Ben seems taken aback by this speech, and for a second I think he's about to apologize. Then the second passes. “What am I supposed to do when I find out I've been married to a complete stranger for ten years without my knowledge?” he throws back at me. “Throw you a bridal shower?”

I level my pointer finger at him like a parochial school nun. “You are still being very rude.”

He inhales deeply, like I am trying his last nerve. I suppose I am. Too bad. He needs more nerves.

“You see this?” I ask him, gesturing to the annulment petition, which I have fished out of the envelope dramatically. “You know what this is?”

“Did you sign it?” he demands instead of answering me.

“I did. But I take it back,” I say, and then, with a flourish, I tear the papers in half. It's all very exciting.

“What the hell!” he cries.

“I do not like the way you tried to bully me.”

“Bully you? You're the one who trapped me in a marriage I never agreed to!”
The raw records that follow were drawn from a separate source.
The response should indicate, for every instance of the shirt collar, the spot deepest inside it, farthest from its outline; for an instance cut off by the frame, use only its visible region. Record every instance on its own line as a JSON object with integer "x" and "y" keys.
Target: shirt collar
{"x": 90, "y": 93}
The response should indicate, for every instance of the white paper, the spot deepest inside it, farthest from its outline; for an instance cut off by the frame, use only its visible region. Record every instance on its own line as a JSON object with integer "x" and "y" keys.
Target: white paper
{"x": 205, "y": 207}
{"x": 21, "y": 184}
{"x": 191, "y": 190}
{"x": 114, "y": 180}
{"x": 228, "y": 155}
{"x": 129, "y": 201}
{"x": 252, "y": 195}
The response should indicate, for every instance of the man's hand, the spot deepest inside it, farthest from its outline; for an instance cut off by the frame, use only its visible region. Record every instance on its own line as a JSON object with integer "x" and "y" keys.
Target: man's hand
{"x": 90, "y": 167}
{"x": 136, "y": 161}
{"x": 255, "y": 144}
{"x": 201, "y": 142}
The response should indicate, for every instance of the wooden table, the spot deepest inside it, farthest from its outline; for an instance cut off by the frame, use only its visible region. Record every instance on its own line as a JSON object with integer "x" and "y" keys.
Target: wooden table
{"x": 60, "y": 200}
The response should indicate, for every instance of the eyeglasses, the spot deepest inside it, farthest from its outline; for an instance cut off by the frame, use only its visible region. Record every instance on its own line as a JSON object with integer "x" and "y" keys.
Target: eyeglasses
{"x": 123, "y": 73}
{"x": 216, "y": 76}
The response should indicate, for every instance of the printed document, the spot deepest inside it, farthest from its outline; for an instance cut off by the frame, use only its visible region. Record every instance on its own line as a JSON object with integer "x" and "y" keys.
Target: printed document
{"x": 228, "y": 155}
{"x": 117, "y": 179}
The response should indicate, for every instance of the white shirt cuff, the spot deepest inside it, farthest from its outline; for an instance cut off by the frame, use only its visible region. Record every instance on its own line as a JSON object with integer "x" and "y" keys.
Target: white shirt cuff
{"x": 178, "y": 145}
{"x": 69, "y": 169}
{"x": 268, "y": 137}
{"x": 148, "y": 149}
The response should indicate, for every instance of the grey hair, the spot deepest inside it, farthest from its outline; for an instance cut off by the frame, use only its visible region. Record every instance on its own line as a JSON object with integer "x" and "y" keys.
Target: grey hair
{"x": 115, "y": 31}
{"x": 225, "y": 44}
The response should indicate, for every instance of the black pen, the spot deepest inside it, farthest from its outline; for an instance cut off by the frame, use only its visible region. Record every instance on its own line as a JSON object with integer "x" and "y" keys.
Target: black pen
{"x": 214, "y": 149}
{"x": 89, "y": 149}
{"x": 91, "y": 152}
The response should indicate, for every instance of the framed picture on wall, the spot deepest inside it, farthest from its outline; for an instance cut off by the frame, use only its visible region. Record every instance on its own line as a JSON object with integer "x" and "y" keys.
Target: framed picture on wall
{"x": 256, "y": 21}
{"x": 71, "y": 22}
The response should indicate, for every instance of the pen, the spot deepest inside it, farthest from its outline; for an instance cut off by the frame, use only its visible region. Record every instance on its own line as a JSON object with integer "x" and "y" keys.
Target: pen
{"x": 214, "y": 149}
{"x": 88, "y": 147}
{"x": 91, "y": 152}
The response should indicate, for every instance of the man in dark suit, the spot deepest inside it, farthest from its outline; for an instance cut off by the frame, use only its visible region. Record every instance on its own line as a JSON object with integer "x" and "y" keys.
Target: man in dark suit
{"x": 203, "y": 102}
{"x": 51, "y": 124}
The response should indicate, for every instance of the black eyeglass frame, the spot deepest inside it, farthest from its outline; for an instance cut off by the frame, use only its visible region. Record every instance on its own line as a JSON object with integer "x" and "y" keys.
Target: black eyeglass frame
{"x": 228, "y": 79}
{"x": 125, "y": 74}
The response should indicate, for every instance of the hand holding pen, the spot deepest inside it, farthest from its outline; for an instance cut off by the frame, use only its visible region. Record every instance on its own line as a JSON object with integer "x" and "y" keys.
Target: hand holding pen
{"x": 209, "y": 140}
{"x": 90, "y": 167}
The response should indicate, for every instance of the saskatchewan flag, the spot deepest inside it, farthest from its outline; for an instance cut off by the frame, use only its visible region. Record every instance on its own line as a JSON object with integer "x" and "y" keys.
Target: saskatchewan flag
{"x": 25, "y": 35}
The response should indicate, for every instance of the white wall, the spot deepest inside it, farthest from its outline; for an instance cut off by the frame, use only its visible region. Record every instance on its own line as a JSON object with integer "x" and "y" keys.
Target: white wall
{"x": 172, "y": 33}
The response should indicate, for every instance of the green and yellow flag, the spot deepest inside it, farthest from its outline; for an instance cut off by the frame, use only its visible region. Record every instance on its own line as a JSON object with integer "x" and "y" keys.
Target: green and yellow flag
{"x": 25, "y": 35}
“Excuse me, sir. You were there, fully conscious and in your right mind, when we got married in Vegas. You liked me well enough then. I was good enough for you then.”

“I didn't say—”

“In fact, you seemed to really enjoy my company,” I say. I feel outrageous saying this, alluding to a long past roll in the hay like a character from a 9:00
P.M.
drama, but he hears my meaning and blushes enough to make me glad I did. At least I wasn't the only one who had a good time that night. “And then, afterward, when the annulment papers never came, I didn't see you noticing a problem and picking up the phone.”